Your vows don’t have to be either funny or sentimental – you can include as many different sentiments and feelings as you want.
What you’re most excited for, challenges that you see yourselves approaching together as a team, dreams that you hold for your relationship – anything that you’ve envisioned or dreamed about for your future together.
Don’t be afraid to go deep here – you can tell them how you cherish their commitment and loyalty, admire their love of family and traditions, or how their quiet reserve in tough moments helps you to stay strong. You can also add some lighter, funnier points here if you want to make your partner laugh, like adding in how their stubbornness makes you a more patient person.
I’ve had couples who simply read their vows from their phone screens, and I’ve had others who hand-wrote their vows in custom calligraphy booklets. The most important thing is to not leave writing your vows until the day before – or day of – your wedding. Write them ahead of time and keep them someplace safe. If you can, scribble them down on a piece of paper or write them in a book to serve as something tangible that you can keep forever.
1) …that they felt slightly awkward about making their vows strictly funny and jesting – while their partner wrote deep, serious, and heartfelt lines. They wish they could go back and add in a few more loving and heartfelt thoughts instead of keeping it all funny and lighthearted.
It’s hard to walk the line between funny and serious, but try to include a mix of both. No one knows your partner better than you do, so say everything that you feel about them. You may think whatever you’re going to say is implicit and doesn’t need to be said, but they’ll appreciate hearing it regardless.
2) …that they felt stressed out trying to come up with something to say the night before.
Do yourself a favour and write out your vows at least a week before your wedding day. You’ll save yourself a lot of stress – and avoid potential writer’s block – by not leaving it until the last minute.
3) …that they wished they had thought ahead to write them down on paper.
A lot of couples have their vows saved on a document in their phone – which works just fine, in theory. But some couples felt that it took away from the intimacy and wildness of the moment to have a phone in hand. Depending on the light, it can also be hard to see the screen properly to read what you’ve written.
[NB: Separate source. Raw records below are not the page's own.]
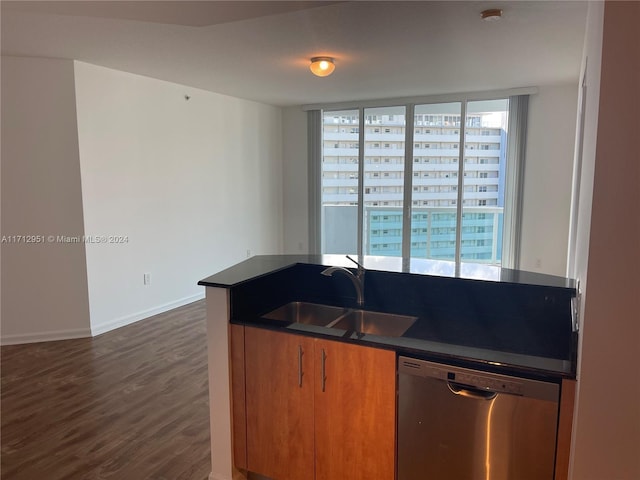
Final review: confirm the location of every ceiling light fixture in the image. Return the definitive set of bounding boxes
[309,57,336,77]
[480,8,502,22]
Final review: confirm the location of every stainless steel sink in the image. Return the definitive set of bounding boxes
[262,302,418,337]
[262,302,348,327]
[327,310,418,337]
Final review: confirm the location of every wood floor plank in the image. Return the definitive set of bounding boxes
[0,300,211,480]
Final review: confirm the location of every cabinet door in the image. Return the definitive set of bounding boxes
[308,340,396,480]
[245,327,314,480]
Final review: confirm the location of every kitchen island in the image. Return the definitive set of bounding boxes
[199,255,577,479]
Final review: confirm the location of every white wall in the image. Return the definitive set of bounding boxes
[571,2,640,480]
[283,85,578,276]
[75,62,283,333]
[2,56,90,344]
[520,85,578,276]
[282,107,309,253]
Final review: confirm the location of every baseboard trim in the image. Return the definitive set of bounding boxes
[91,293,204,337]
[0,328,91,346]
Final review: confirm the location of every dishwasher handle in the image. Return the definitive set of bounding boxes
[447,382,498,400]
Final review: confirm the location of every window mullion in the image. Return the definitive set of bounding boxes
[402,104,415,259]
[358,107,364,257]
[455,100,467,275]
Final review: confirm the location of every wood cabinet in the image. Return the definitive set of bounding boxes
[244,327,396,480]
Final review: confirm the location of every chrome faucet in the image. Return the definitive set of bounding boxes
[320,255,365,306]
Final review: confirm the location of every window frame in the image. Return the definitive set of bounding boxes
[303,88,537,268]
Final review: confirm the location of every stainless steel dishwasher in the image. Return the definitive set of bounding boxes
[398,356,560,480]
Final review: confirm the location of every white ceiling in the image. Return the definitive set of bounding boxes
[2,0,587,106]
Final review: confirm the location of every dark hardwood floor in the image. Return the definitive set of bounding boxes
[1,300,211,480]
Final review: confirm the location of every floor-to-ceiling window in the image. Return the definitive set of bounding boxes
[318,92,520,266]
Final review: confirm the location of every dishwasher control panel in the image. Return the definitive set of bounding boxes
[398,356,559,401]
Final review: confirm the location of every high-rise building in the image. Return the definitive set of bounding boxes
[321,99,508,264]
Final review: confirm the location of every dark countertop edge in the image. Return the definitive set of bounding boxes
[230,319,576,381]
[198,255,576,292]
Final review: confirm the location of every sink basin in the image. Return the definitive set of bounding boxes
[327,310,418,337]
[262,302,348,327]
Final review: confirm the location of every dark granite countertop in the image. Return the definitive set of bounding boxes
[199,255,577,381]
[198,255,576,289]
Then you can opt for something else! You can write it on a simple piece of paper, and then gift your partner a copy of the vows in a creative way.
4) …that they were glad they wrote their wedding vows as more of a private love letter than a public speech.
So many people cringe at the thought of standing in front of a crowd of people and divulging their most intimate feelings about their partner. A lot of my past couples have said they were SO glad they had intimate ceremonies or private vow exchanges. Where they felt free to make their vows hyper-personalized, full of inside jokes, and completely open and honest.
Talk to your partner ahead of time so that you’re both on the same page when it comes to exchanging vows. But when it comes to what to say – just be yourself. Your partner will love you for it.